Teradyne Warning Hits Chip Shares
SAN FRANCISCO, Oct 18 (Financial Times) - Shares of US chip equipment makers fell yesterday as an earnings warning from Teradyne and analysts' downgrades of Applied Materials added to concerns over growth rates in the sector.
Teradyne's stock plunged more than 30 per cent after the chip-testing group warned that fourth-quarter earnings would come in well below expectations because of slowing demand, particularly from Taiwan-based chip-testing houses.
George Chamillard, Teradyne chief executive, told analysts sales would fall between 2 and 4 per cent from the previous quarter to about $800m, with earnings of between 66 and 67 cents a share. Analysts had expected fourth-quarter sales of $920m and profits of 90 cents.

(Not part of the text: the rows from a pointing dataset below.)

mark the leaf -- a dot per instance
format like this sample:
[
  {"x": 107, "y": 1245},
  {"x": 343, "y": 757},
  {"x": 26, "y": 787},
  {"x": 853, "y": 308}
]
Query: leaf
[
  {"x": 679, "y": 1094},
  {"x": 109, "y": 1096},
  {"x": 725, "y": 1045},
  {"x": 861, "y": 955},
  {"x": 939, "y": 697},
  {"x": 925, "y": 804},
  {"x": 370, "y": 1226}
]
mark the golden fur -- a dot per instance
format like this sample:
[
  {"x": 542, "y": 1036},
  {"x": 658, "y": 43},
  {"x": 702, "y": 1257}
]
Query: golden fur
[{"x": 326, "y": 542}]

In mid-session trade, the company's stock was hovering around 52-week lows at $23.63.
The alert overshadowed Teradyne's robust third-quarter results, which saw the group's earnings soar 145 per cent, to beat Wall Street estimates by a cent.
The company said revenues rose 71 per cent to $848m from a year earlier.
Applied's stock fell more than 11.5 per cent after Credit Suisse First Boston lowered its earnings estimate, saying semiconductor companies would be reviewing their capital expenditure budgets because of slowing growth in demand from makers of personal computers and mobile phones.
Chase H&Q stepped up the pressure, downgrading Applied shares from "buy" to "market perform".
Sue Billat, semiconductor testing equipment sector analyst at Robertson Stephens, said the jury was still out over whether the problems at Teradyne were industry-wide or company specific.
She added: "We know that 2000 was a good year for growth in the semiconductor industry but how much longer can that cycle continue? That is the question on everybody's mind."
Analysts will now be watching Credence Systems, Teradyne's much smaller competitor in the chip-testing arena, which is due to announce its earnings in the next few weeks.